From: aidotengineer

The Problem: Lack of Multimodality in Chatbots

ChatGPT is recognized as one of the fastest-growing applications in history, used by hundreds of millions daily [00:00:00]. Despite its popularity, the current design of its voice interaction can be confusing [00:00:08]. The application presents two distinct buttons for voice interaction: a voice-to-text option and a voice-to-voice option [00:00:22].

When using the voice-to-voice option, the system responds with a well-worded email, but it can only communicate through voice [00:01:03]. To collaborate on the written email, users must end the call and find a voice transcript with formatting [00:01:07]. This highlights a critical lack of multimodal interaction where text and voice work together seamlessly [00:01:14].

”Shipping the Org Chart”

This disjointed user experience is likened to “shipping the org chart,” a concept explained by Scott Hanselman [00:01:22]. Hanselman described sitting in an electric vehicle where the map, climate controls, and speedometer all displayed different fonts, revealing them to be three Android tablets chained together [00:01:26]. This indicated the organizational structure of the large international auto company [00:01:42].

Similarly, OpenAI is seen as guilty of this, where a technical improvement shipped by a “whiz kid” is exactly what consumers want, but marketing is never consulted [00:01:48]. This results in a “science fair full of potential options” rather than a cohesive product [00:01:59].

Proposed Solutions for Improved Integration

To fix these issues in conversational AI applications, two key changes are proposed for ChatGPT:

  1. Allowing voice and text interaction simultaneously [00:02:14].
  2. Smartly choosing the right model based on the user’s request [00:02:16].
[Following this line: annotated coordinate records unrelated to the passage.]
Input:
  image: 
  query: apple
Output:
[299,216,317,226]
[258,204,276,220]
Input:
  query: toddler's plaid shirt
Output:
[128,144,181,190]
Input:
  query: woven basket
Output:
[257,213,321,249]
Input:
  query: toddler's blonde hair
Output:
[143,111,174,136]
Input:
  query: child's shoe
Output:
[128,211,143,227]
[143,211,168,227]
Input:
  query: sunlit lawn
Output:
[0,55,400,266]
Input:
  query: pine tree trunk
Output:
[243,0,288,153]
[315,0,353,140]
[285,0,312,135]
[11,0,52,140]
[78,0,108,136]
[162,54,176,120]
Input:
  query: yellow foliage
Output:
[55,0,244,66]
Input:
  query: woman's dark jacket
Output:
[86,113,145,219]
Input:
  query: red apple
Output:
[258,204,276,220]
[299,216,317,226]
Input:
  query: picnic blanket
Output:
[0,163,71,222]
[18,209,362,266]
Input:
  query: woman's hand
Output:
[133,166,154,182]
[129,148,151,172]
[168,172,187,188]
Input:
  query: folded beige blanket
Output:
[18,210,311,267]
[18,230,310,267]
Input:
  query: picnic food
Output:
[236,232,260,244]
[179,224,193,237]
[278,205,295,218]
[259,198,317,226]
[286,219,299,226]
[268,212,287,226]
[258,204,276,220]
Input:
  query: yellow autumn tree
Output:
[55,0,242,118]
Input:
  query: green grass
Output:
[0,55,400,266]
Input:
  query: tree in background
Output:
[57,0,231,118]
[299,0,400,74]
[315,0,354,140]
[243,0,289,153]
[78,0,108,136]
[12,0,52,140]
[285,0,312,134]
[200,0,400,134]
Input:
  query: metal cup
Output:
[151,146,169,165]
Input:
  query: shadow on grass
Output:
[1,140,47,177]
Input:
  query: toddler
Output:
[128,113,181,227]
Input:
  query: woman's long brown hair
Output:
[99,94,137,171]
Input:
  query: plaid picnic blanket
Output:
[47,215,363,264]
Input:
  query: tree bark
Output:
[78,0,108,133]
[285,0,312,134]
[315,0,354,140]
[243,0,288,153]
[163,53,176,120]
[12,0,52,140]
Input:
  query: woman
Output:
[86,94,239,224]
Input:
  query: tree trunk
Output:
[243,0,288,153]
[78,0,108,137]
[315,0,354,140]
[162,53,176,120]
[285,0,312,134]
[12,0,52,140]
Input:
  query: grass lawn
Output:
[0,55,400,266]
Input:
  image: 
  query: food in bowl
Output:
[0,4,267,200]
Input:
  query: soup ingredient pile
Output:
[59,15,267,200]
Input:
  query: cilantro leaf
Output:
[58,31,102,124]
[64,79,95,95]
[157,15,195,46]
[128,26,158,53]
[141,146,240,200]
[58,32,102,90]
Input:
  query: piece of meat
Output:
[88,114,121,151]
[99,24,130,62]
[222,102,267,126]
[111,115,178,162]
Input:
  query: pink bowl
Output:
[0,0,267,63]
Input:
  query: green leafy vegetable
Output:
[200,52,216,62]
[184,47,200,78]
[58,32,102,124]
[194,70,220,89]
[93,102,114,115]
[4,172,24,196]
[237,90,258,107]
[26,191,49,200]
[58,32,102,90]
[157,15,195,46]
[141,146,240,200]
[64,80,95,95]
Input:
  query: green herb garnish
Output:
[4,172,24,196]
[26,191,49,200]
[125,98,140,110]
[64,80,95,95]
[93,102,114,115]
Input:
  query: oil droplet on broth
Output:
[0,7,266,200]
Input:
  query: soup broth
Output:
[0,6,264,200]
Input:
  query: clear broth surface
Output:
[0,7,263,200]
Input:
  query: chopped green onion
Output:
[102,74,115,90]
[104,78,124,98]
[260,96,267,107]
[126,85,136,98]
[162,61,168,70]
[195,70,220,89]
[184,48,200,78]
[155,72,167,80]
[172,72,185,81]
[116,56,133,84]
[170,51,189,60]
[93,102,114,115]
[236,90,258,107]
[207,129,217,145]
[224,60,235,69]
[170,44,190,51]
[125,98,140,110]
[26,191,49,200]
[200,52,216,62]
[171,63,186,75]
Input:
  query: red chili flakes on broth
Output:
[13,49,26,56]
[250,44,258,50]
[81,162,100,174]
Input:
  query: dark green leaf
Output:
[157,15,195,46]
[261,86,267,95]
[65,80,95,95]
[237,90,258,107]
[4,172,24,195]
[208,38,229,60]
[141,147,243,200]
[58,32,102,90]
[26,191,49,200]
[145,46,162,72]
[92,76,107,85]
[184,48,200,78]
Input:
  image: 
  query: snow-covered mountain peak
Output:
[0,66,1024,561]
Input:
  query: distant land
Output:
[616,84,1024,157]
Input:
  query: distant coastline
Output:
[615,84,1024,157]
These improvements can be achieved using off-the-shelf tools [00:02:20].

  • 40 Realtime can provide live audio chat [00:02:23], facilitating voicefirst AI overlays.
  • Tool calls can handle the rest, enabling the system to send texts for longer details like links and drafts [00:02:26].
  • A research tool could hand off to a smarter model and return with a detailed answer [00:02:34].
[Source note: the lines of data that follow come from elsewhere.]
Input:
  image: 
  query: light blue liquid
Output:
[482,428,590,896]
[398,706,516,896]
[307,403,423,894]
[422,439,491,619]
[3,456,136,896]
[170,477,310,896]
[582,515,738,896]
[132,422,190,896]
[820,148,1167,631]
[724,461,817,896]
Enhanced User Interface Concept

An improved interface would feature a voice button that transitions the app to a voice mode [00:02:40]. This mode would include mute and end call controls, along with a new “chat” button [00:02:49]. Activating the chat button would pull up an iMessage-like panel, allowing users to text while on a call, similar to a FaceTime call [00:02:51]. This panel would show call controls at the top, a reminder of what was asked, and a text response for details like email drafts [00:02:59].

Smart Model Selection

The system could also adapt to complex queries. For instance, in a developer tool like Warp Terminal for writing code, a simple request like “undo my last commit” can be handled by a coding agent running commands [00:03:14]. For more complex questions, such as “refactor this entire codebase to use Flutter instead,” the system detects the complexity and writes a plan using a “reasoning model” to ensure the code works [00:03:30].

This pattern can be applied using heuristics: if a user asks for details or pros and cons, the system could hand off to a reasoning model, indicate its thinking time, and then return a more detailed response [00:03:44]. This represents a significant step towards the future directions for Voicefirst AI.
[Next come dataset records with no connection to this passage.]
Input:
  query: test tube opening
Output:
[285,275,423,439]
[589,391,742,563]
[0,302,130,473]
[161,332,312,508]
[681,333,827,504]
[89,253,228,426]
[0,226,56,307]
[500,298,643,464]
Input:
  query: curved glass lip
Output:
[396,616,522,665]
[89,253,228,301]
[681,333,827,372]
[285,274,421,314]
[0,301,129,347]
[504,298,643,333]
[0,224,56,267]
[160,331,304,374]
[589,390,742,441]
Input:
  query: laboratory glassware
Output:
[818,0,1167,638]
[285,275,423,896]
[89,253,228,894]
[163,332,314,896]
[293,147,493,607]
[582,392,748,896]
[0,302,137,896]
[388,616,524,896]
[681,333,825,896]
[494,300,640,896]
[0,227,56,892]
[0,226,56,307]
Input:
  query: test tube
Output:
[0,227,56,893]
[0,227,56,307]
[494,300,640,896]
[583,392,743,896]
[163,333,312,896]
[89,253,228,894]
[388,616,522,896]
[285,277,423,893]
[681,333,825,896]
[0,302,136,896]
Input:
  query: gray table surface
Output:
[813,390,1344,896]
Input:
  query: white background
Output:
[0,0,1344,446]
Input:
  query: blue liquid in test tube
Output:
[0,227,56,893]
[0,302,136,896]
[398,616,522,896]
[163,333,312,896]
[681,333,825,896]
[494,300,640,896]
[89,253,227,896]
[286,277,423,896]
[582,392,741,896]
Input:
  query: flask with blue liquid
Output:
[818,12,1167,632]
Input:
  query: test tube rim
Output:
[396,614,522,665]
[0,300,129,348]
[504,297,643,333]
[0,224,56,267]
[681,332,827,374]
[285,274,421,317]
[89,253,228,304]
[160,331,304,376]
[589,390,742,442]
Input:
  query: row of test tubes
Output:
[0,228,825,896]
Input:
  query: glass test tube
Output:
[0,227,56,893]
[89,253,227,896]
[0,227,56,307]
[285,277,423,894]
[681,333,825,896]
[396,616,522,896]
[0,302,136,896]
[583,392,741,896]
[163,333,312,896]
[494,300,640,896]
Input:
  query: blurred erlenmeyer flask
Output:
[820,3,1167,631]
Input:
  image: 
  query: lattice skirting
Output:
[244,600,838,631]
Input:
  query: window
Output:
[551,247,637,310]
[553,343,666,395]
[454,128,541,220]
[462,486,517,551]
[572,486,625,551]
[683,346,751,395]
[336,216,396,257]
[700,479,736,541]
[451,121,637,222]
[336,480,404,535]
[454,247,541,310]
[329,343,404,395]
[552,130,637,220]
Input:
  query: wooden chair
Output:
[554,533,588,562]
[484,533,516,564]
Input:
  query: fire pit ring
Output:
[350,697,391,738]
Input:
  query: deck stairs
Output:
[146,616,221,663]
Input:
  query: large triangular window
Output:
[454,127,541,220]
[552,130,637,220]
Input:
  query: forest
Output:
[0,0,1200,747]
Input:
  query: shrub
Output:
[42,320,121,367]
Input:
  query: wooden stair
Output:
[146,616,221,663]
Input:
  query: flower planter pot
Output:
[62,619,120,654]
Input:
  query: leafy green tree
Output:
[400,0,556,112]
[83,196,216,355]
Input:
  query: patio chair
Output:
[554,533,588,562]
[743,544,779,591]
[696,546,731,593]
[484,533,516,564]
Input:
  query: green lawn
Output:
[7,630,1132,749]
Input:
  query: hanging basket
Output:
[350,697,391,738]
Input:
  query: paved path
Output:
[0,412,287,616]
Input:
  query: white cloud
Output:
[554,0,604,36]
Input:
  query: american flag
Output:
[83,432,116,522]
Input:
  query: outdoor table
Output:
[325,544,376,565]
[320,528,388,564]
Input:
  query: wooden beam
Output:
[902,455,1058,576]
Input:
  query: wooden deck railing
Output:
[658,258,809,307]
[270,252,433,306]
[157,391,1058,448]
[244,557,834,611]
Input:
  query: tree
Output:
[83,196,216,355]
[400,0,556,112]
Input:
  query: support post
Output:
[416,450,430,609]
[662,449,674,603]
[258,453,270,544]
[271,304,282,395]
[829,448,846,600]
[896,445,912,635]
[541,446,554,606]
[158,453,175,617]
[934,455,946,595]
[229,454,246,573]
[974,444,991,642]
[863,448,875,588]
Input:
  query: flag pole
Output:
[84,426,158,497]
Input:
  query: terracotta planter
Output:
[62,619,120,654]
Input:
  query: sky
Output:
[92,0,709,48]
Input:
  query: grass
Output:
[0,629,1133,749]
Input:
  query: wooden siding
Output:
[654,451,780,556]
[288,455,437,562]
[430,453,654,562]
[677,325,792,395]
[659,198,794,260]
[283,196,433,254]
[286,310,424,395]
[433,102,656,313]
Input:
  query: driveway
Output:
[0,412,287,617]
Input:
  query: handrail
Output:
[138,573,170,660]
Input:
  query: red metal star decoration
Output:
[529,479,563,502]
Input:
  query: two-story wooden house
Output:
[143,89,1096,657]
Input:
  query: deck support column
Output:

Demonstration of Enhanced Integration

A practical demonstration illustrates this enhanced integrating OpenAI API with voice agents:

  • A user asks, “Can you send me a link to a park that I should go visit?” [00:04:12].
  • The system responds verbally, “I’ll send you a link to a popular park in California,” and simultaneously sends the link via text in the chat panel [00:04:15].
  • When asked, “Can you tell me more about its history? Go deep,” the system verbally provides an overview and then directs the user to “Check the chat for more details” [00:04:20]. This shows an improved evaluation of voice applications including audio and text.

Technical Implementation

This multimodal interaction is achieved using tool calls for handling text input [00:04:37]. A “send chat message” tool sends details that are easier to explain via text [00:04:39]. This is implemented without a specific system prompt, simply by adding a description that allows the system to intelligently send relevant information as text [00:04:46].

For “reasoning models,” another tool is used [00:04:57]. When a user wishes to delve deeper into a topic, this tool sends details to the reasoning model, which then responds back to the main model or directly to the client [00:05:01]. This approach leverages the power of simple prompts to achieve complex behaviors [00:04:52]. The source code for this “fix gpt” project is available on GitHub [00:05:13].